Using the cholesterol-fed rabbit as a model of atherosclerosis we have investigated some of the subcellular events that accompany atherogenesis. A method was developed for the isolation and one-step subcellular fractionation of smooth muscle cells, from normal and atheromatous aorta. Compared to control cells, atheromatous cells showed a striking increase in certain lysosomal enzymes (β-galactosidase, β-glucuronidase and cathepsin D) which parallelled the marked increase in their cholesterol content. Other lysosomal enzymes showed a smaller increase (N-acetyl-β-hexosaminidases, acid phosphatase, cholesterol esterase and triglyceride lipase).

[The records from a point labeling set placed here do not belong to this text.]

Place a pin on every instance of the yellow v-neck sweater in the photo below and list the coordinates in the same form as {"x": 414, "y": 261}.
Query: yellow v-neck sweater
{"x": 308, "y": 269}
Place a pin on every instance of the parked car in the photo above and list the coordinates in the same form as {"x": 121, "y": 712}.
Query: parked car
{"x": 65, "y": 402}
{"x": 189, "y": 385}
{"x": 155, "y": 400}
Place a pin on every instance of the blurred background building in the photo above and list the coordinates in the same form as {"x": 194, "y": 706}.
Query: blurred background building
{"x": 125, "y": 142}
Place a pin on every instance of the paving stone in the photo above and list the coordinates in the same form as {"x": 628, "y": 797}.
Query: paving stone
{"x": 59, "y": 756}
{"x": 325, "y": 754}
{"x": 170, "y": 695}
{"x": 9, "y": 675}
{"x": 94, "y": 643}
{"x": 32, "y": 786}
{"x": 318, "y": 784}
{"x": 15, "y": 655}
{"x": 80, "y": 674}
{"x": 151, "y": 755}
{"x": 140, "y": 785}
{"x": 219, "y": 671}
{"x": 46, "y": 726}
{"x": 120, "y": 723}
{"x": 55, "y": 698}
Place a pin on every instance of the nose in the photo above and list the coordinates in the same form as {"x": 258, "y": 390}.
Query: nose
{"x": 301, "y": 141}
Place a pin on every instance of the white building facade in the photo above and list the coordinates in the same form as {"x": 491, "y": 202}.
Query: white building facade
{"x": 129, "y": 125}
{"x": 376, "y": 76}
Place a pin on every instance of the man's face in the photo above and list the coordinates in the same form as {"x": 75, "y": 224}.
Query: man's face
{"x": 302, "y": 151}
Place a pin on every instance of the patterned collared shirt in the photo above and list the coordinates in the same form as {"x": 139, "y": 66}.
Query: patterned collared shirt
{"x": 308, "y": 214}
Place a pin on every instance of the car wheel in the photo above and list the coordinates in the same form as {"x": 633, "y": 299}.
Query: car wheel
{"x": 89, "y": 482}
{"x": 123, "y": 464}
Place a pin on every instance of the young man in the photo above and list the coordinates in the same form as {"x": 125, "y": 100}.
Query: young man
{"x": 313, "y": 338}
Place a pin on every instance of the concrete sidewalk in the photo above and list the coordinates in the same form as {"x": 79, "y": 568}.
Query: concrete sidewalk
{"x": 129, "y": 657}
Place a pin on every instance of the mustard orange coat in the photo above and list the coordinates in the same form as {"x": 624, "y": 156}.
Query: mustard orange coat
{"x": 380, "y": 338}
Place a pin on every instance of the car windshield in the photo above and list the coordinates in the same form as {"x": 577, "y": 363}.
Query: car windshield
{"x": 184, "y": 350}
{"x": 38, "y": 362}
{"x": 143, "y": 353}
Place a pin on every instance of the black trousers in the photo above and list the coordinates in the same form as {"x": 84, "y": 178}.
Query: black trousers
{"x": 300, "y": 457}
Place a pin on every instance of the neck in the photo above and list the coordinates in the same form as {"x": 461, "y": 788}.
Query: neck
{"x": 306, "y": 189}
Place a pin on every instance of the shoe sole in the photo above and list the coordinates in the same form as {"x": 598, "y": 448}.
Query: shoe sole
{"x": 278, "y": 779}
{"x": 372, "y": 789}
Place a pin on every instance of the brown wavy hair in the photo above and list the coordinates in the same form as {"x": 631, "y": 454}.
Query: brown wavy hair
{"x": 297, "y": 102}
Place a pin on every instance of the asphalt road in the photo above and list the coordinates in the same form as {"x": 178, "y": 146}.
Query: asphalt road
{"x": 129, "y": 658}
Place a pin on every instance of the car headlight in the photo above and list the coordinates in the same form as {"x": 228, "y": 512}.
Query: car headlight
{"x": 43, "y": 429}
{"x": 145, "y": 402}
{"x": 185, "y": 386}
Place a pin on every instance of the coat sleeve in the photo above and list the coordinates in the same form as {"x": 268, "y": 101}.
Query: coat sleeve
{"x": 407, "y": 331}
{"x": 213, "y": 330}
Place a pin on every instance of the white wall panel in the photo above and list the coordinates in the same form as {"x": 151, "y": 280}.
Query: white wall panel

Subcellular fractionation of cells from atheromatous tissue showed the presence of a second population of low-density lysosomes with a distinct enzyme content. Compared to lysosomes isolated from normal arteries, these low-density particles contained little acid phosphatase and cholesterol esterase but were relatively rich in N-acetyl-β-glucosaminidase, cathepsin D, β-galactosidase and triglyceride lipase. They also contained considerable amounts of cholesterol and cholesterol ester. In contrast, there were no changes in the specific activity or behaviour in sucrose density gradients of mitochondrial or plasma membrane marker enzymes.

The application of this isolation and fractionation technique to a sample of human aorta is described and the possible role of the lysosome in the atherosclerotic process is discussed.